Australian ministers tiveram mais de 20 encontros com executivos de companhias de gás japonesas na última legislatura, em meio a ações de lobby da indústria fóssil. A análise aponta que campanhas japonesas buscam manter políticas favoráveis ao gás na Austrália e atrasar a transição para energia limpa.

A InfluenceMap, think tank, quantificou o papel de operadores japoneses no desenvolvimento e sustentação do setor de LNG australiano. Entre as empresas citadas estão Inpex, Jera, Mitsubishi e Mitsui, com mais de 70 bilhões de dólares em patrimônio em 13 empreendimentos de LNG na Austrália.

Esses projetos representaram cerca de 17% da capacidade global de LNG. O maior investimento está no campo Ichthys, no Mar de Timor, com apoio principalmente da Inpex. Segundo o estudo, os 13 empreendimentos poderiam emitir 290 milhões de toneladas de CO2 por ano.

Mudança de foco político e transição energética

A InfluenceMap afirma que interesses japoneses atuaram publicamente e em particular para manter um ambiente regulatório favorável ao gás na Austrália. Documentos de acesso à informação mostram a ministra de Recursos, Madeleine King, em no mínimo 17 reuniões com representantes de LNG japonês.

Quatro outros ministros, incluindo o primeiro-ministro Anthony Albanese, teriam tido encontros únicos com os representantes. Pelo menos três encontros envolveram oficiais de alto escalão. A organização ressalta que regras de transparência de lobby são frágeis, sugerindo reuniões adicionais não registradas.

A análise aponta que o lobbying influenciou políticas climáticas e de energia, incluindo a estratégia de gás para o futuro lançada por King em 2024, que defende novo gás para atender a demanda até 2050 e além.
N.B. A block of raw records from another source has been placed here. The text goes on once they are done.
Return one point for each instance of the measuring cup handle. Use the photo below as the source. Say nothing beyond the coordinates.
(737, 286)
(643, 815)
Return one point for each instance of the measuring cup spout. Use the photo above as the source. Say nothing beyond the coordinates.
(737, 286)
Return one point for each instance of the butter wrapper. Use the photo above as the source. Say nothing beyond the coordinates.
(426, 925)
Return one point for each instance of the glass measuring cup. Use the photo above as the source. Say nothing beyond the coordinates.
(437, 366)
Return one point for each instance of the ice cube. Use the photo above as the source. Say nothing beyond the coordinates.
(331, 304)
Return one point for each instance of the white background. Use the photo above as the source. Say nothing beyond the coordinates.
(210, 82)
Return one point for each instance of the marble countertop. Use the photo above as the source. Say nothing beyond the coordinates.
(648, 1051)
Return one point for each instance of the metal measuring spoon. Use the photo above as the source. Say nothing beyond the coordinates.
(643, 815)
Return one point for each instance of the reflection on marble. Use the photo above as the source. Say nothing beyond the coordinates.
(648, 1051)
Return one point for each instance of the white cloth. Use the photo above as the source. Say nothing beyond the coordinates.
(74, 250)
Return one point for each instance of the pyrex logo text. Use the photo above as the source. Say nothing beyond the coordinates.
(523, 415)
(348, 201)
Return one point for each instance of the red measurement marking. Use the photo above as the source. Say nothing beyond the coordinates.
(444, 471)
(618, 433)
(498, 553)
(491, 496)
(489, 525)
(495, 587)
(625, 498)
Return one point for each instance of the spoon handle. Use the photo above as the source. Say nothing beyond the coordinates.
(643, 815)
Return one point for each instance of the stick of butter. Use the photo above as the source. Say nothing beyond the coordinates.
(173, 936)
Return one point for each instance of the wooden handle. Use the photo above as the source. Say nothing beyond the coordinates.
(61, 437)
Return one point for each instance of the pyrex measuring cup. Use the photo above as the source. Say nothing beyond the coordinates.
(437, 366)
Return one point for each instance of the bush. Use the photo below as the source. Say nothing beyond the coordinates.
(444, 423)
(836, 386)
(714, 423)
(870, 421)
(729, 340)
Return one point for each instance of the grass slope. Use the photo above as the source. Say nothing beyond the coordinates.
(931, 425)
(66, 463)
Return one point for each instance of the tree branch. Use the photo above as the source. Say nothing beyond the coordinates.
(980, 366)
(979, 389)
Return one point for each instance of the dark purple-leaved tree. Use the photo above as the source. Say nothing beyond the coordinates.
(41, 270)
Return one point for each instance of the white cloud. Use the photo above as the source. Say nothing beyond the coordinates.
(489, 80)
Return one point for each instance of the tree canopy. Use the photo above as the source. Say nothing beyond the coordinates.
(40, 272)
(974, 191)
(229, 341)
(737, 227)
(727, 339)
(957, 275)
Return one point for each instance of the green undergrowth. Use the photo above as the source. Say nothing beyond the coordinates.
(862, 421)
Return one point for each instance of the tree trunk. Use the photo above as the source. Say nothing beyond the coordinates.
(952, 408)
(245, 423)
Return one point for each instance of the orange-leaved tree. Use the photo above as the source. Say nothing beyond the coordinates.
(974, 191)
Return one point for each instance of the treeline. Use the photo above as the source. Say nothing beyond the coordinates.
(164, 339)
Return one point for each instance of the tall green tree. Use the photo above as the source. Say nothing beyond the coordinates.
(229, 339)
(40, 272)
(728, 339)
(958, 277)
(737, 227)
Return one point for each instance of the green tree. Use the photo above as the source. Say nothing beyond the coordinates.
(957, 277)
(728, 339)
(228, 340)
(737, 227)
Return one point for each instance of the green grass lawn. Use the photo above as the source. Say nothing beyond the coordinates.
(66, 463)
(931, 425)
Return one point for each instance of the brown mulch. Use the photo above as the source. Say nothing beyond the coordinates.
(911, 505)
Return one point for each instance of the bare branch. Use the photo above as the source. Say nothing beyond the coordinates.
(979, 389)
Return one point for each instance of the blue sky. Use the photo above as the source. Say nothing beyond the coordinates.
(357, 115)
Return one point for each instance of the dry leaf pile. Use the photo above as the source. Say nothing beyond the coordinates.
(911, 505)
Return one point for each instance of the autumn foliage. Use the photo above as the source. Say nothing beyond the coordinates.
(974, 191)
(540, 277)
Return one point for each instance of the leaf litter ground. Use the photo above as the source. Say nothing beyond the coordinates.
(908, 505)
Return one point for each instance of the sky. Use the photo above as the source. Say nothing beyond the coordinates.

Governo japonês e australiano têm metas de zerar emissões líquidas.

Reações e contexto técnico

Informações divulgadas ao InfluenceMap indicam que Inpex e Jera contestaram alegações de abusar do modelo de demanda e estoque, afirmando que compras visam manter suprimento estável, alinhadas à política do governo japonês. Parte do gás vendido a terceiros viria do estoque de reserva.

A assessora do ministro King afirmou que o Japão é parceiro de investimento relevante para a indústria de LNG offshore da Austrália e que as reuniões com stakeholders do setor ocorreram regularmente. A organização chama atenção para a necessidade de regulação mais transparente do lobbying.